On Thursday, Kiss was inducted into the Rock and Roll Hall of Fame. Chuck Klosterman, who has written about the band “semiconstantly for the past 20 years,” celebrates their success while acknowledging “there’s never been a rock group so easy to appreciate in the abstract and so hard to love in the specific”:

Kiss do not make it easy for Kiss fans. … They inoculate themselves from every avenue of revisionism, forever undercutting anything that could be reimagined as charming. They economically punish the people who care about them most: In the course of my lifetime, I’ve purchased commercial recordings of the song “Rock and Roll All Nite” at least 15 times (18 if you count the 13-second excerpt used in the introduction to “Detroit Rock City” on Destroyer). … To “qualify” as a Kiss supporter, you have to be a Kiss consumer.

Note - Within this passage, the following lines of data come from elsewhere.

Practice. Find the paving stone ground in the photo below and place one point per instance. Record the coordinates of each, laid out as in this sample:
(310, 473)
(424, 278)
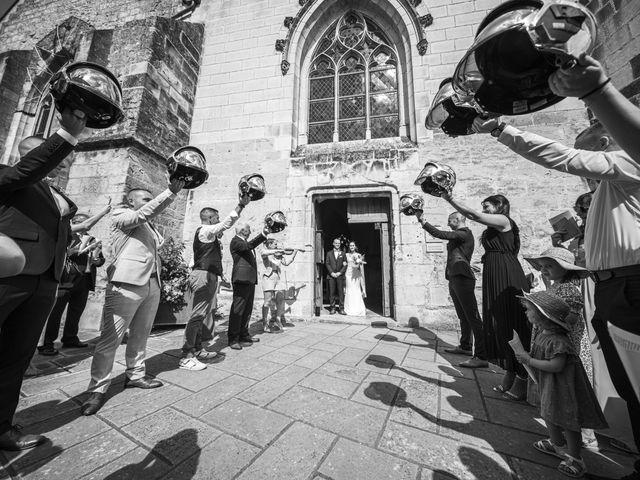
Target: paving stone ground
(318, 401)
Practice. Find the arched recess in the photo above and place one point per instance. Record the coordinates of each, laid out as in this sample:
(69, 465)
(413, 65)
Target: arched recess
(391, 16)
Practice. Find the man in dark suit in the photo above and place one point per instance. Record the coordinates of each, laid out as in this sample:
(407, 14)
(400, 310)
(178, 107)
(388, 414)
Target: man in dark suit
(36, 216)
(84, 255)
(462, 284)
(244, 279)
(336, 263)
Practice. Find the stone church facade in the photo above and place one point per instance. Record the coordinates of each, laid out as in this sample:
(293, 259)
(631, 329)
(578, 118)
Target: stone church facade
(324, 98)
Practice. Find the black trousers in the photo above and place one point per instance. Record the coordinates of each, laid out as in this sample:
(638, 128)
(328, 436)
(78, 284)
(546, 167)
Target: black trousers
(241, 307)
(76, 297)
(336, 291)
(25, 303)
(618, 301)
(462, 291)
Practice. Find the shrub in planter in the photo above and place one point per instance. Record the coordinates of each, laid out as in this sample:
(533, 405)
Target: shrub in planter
(174, 275)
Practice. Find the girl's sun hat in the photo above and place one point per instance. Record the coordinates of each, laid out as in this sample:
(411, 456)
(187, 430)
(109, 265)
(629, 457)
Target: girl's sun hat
(564, 257)
(551, 306)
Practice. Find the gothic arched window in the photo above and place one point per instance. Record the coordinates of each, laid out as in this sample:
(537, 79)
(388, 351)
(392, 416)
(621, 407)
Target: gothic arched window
(353, 83)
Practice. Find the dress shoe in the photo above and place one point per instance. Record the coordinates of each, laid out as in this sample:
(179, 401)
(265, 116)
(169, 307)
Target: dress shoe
(92, 404)
(474, 362)
(250, 339)
(144, 382)
(47, 350)
(459, 351)
(12, 440)
(75, 344)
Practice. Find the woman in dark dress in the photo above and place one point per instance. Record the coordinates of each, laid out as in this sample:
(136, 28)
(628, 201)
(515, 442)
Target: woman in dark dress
(502, 280)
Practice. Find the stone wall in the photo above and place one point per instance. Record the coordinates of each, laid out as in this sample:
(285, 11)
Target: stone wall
(30, 20)
(247, 117)
(157, 62)
(13, 72)
(619, 42)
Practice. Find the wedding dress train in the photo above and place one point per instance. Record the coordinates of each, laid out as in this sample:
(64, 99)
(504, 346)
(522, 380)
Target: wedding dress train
(354, 291)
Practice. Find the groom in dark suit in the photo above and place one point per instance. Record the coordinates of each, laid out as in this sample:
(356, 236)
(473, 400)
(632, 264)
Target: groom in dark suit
(336, 263)
(36, 216)
(244, 279)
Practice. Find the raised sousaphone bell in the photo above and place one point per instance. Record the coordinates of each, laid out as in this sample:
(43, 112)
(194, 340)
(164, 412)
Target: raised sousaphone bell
(451, 113)
(91, 88)
(517, 47)
(252, 185)
(275, 221)
(189, 165)
(410, 203)
(436, 179)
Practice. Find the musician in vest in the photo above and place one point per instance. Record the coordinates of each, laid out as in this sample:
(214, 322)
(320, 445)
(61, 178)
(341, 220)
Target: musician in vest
(133, 292)
(203, 280)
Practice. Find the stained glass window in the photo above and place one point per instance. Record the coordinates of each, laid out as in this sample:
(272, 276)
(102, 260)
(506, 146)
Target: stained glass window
(353, 83)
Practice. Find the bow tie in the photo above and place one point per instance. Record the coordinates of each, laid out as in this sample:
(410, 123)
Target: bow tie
(53, 183)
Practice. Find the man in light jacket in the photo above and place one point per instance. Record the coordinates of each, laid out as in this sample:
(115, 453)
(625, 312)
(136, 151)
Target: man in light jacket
(133, 292)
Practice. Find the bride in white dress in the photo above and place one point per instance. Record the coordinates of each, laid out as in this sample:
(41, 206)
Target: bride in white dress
(354, 283)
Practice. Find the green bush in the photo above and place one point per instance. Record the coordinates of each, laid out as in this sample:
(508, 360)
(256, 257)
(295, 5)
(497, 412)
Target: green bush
(174, 275)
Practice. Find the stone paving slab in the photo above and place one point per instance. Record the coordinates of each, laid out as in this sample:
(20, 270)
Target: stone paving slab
(151, 401)
(416, 405)
(137, 463)
(334, 386)
(337, 415)
(249, 422)
(441, 454)
(315, 359)
(194, 381)
(172, 435)
(220, 460)
(44, 405)
(207, 399)
(319, 401)
(377, 391)
(343, 372)
(273, 387)
(349, 460)
(294, 456)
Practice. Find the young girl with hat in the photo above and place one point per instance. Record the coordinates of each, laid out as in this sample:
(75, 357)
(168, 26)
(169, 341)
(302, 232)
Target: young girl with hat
(567, 401)
(562, 275)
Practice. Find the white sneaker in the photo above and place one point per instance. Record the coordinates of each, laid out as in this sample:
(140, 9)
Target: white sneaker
(205, 354)
(191, 363)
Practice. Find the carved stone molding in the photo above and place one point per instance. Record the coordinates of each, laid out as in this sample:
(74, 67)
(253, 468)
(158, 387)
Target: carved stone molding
(422, 46)
(426, 20)
(293, 23)
(284, 67)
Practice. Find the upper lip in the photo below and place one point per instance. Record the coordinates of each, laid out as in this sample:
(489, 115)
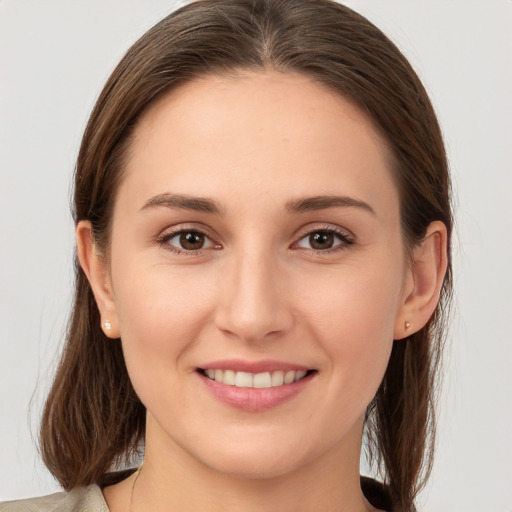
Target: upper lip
(242, 365)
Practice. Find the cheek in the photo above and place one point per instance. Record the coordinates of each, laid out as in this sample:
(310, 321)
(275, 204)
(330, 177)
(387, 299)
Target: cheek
(353, 319)
(160, 314)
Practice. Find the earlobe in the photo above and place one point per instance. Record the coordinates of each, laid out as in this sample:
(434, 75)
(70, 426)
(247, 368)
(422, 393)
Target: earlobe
(424, 281)
(95, 267)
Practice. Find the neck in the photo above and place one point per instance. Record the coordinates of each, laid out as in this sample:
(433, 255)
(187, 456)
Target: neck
(171, 479)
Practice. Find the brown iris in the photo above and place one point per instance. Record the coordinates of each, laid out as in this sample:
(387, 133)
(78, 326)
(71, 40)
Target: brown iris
(192, 240)
(321, 240)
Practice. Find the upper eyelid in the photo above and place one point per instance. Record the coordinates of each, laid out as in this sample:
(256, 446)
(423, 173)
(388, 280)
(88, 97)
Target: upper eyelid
(311, 228)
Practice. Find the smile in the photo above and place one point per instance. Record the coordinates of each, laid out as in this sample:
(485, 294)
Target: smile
(254, 380)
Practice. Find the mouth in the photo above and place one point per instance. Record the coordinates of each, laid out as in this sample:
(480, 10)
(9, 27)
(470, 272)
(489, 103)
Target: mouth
(241, 379)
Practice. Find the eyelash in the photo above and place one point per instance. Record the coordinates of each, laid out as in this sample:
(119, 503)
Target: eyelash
(344, 240)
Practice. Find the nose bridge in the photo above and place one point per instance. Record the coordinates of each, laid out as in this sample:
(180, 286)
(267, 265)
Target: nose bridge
(253, 304)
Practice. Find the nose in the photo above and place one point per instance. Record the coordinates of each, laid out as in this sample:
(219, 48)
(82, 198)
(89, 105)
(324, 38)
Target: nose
(253, 298)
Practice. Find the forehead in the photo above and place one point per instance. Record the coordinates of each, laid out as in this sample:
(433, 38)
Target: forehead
(273, 132)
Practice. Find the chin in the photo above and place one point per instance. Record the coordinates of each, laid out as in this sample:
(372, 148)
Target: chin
(254, 461)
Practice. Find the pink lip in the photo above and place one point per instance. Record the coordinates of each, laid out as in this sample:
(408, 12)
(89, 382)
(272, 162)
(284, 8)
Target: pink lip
(240, 365)
(254, 399)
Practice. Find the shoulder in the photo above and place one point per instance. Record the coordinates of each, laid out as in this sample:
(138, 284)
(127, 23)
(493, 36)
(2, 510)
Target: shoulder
(80, 499)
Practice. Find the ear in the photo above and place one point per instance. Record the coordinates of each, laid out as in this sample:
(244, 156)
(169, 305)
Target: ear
(423, 281)
(95, 266)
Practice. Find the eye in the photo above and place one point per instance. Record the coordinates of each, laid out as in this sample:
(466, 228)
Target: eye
(324, 239)
(187, 240)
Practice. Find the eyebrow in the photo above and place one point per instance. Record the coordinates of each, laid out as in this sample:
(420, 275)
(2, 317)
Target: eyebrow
(184, 202)
(206, 205)
(323, 202)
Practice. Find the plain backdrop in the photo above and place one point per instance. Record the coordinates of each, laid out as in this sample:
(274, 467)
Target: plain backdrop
(54, 59)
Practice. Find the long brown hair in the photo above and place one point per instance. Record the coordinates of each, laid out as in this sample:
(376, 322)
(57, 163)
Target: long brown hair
(93, 420)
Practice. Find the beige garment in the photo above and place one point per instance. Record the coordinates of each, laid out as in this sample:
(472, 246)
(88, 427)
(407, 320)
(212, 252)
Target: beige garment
(80, 499)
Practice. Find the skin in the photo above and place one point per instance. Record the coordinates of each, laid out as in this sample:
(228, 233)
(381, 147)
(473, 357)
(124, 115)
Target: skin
(253, 143)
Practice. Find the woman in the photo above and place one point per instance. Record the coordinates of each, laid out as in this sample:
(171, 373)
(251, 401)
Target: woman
(263, 228)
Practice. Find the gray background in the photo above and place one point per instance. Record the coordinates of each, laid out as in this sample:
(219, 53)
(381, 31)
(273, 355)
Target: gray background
(54, 58)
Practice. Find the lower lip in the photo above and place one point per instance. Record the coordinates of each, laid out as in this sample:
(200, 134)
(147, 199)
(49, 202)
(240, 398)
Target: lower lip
(255, 399)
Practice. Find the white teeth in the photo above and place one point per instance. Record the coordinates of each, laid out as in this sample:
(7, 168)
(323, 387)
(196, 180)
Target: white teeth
(289, 377)
(262, 380)
(243, 380)
(255, 380)
(277, 378)
(229, 377)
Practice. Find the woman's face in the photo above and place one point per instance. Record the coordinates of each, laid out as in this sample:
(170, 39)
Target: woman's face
(256, 240)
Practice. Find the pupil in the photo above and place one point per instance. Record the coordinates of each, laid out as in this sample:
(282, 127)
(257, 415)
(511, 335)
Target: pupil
(192, 240)
(321, 240)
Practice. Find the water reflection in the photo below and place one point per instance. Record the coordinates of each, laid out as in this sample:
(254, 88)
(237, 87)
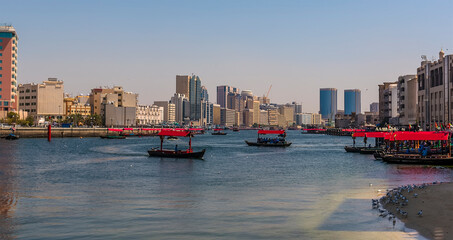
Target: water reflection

And this is nonnegotiable — it doesn’t work any other way. If you try to enjoy Kiss in the same way you enjoy Foghat or Culture Club or Spoon, you’ll fail. You might like a handful of songs or appreciate the high-volume nostalgia, but it will inevitably seem more ridiculous than interesting. To make this work, you need to go all the way. And this is because the difficult part of liking Kiss — the manipulative, unlikable part — is how you end up loving them.

Here’s a statement only a fool would contradict:

There’s never been a band inducted into the Rock and Roll Hall of Fame whose output has been critically contemplated less than the music of Kiss, at least by the people who voted them in. I can’t prove this, but I’d guess 50 percent of the voters who put Kiss on their Rock Hall ballot have not listened to any five Kiss records more than five times; part of what makes the band so culturally durable is the assumption that you can know everything about their aesthetic without consuming any of it. That perception doesn’t bother me, and I certainly don’t think it bothers the band. In many ways, it works to their advantage. But I definitely disagree with anyone who thinks these albums are somehow immaterial. It’s traditionally hard to get an accurate appraisal on their value, because most people who write about Kiss either don’t care at all or care way too much. My publishing this essay arguably puts me in the latter camp (and the argument is not terrible). But it doesn’t feel that way. I know what I know: A few of these records are great, most are OK, several are bad, and some should be buried in sulphur.